Debates, however, provide a unique opportunity for both voters and candidates that cannot be replicated as effectively in any other format. They fulfill the promise of democracy that offers a certain level of equality of choice, allowing the candidates of major parties and sometimes those from minor parties to participate, providing structure and rules that guarantee a general equality of time, and offering to the voter an unfiltered, long-form view of the candidates competing for their vote.
Debates provide an invaluable public service, giving voters and campaigns alike the opportunity to engage and one of the rarest opportunities to do so in more than a 30-second television advertisement or a five-minute conversation with an unpaid college intern canvassing on the campaign’s behalf. These examples of outreach can be effective, but either is marred with shortcomings that only a debate can reveal.
Paid media gives the voter a perfectly curated, perfectly scripted view of the candidate in the image and tone in which they want to be seen discussing the topics that they want in the way in which they want. Individual voter engagement experiences, like door-to-door canvassing and telephone calls, are regarded as highly effective but also require a tremendous amount of resources.
Unlike either of these approaches, debates give candidates a substantial amount of free air time in which they must address voters’ questions, explain their visions and platform, and defend their positions and record. Candidates also get the rare opportunity to poke public jabs at their opponents and to thoughtfully persuade voters on their merits while deflating the opposition.

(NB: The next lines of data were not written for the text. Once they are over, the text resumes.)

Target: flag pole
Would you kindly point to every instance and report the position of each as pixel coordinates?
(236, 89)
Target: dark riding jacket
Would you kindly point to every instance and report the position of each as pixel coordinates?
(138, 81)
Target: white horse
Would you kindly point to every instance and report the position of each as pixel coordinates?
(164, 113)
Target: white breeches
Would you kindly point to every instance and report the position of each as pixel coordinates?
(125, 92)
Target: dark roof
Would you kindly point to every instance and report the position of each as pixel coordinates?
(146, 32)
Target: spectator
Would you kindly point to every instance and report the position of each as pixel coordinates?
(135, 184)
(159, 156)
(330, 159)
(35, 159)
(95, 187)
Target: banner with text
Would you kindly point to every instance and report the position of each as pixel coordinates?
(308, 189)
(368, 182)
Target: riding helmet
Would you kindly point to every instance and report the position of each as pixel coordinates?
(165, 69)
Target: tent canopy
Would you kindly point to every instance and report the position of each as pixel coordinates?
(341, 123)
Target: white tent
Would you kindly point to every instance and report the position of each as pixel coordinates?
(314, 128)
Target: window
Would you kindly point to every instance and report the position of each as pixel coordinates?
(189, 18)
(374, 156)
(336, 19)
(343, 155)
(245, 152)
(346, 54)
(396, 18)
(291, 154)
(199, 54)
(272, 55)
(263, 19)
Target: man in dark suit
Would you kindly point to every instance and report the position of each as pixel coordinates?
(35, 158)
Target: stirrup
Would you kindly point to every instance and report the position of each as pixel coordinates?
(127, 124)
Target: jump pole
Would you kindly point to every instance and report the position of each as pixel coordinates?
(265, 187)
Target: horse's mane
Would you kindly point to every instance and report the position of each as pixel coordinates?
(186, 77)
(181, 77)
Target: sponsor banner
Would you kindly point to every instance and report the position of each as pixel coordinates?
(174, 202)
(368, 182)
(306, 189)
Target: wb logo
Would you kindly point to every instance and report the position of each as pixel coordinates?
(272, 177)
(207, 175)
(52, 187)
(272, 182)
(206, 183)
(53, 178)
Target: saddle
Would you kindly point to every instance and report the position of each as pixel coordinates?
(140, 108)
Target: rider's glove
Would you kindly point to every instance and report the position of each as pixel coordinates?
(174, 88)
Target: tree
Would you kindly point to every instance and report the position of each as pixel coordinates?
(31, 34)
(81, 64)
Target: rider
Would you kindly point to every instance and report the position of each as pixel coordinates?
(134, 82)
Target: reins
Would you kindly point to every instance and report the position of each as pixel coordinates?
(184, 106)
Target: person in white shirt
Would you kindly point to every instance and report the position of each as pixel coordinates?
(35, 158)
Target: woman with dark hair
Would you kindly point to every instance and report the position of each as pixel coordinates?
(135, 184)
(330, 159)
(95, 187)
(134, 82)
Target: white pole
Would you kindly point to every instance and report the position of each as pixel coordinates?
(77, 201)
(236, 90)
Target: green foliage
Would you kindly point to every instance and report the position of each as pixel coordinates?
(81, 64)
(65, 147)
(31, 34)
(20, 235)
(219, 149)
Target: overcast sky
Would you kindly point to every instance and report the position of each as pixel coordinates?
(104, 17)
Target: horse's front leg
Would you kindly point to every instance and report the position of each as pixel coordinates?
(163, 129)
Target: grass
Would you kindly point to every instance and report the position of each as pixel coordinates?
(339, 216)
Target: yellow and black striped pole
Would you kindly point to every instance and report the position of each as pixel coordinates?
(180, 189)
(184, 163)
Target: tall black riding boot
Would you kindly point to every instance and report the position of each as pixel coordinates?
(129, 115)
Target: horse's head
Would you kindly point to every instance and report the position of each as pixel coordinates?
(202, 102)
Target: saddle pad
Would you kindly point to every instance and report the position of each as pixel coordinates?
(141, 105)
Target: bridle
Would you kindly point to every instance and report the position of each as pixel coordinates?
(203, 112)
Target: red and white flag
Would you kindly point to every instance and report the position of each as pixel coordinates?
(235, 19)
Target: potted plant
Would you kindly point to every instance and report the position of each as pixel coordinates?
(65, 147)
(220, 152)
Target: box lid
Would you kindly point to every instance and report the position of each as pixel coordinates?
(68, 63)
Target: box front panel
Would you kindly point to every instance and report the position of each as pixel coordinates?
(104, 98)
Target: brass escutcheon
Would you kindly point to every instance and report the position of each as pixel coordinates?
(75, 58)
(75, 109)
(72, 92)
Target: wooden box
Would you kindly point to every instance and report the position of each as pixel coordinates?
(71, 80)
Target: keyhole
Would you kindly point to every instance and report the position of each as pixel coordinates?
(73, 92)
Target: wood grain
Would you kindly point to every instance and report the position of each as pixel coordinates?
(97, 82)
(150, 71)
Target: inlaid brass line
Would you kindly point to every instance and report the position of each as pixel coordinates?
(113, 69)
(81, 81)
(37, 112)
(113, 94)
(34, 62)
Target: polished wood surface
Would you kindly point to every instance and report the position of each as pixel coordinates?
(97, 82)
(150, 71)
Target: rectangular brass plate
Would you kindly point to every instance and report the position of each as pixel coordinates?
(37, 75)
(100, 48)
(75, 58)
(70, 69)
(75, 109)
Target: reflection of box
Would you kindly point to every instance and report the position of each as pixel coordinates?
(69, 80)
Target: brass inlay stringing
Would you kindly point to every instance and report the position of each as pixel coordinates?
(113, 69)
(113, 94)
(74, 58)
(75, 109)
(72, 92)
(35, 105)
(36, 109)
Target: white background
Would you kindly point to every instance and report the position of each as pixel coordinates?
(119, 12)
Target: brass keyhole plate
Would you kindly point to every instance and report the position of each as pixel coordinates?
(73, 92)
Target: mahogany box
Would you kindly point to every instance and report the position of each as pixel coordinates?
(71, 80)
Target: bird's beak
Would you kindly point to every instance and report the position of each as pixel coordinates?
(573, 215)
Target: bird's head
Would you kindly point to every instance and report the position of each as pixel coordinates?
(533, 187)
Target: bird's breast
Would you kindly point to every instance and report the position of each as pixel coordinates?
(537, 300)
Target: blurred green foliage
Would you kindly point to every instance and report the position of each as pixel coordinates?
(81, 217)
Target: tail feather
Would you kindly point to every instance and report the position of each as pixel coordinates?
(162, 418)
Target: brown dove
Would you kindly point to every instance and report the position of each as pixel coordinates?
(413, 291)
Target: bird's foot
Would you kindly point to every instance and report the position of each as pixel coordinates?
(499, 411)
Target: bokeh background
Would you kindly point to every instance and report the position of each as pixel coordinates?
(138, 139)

For voters, tasking the candidates with addressing the voters’ concerns and interests on a wide range of topics gives them a full perspective that otherwise feels inaccessible to the electorate. Not all debates will be equally educational or informative; success is widely subjective but candidate participation, active moderation posing questions on various topics of interest to voters, clear and consistent rules offering equal time and opportunity to participations, and availability of the broadcast for its outreach to prospective voters are all critical to its objective.
Debates educate and inform voters in a different way, through different means than any other medium in American politics. Longer than a tweet, more substantive than an ad, debates embody democratic ideals that reaffirm their place in our election system.
Merrifield Wilson is set to moderate the U.S. Senate debate hosted by the Indiana Debate Commission Sunday night.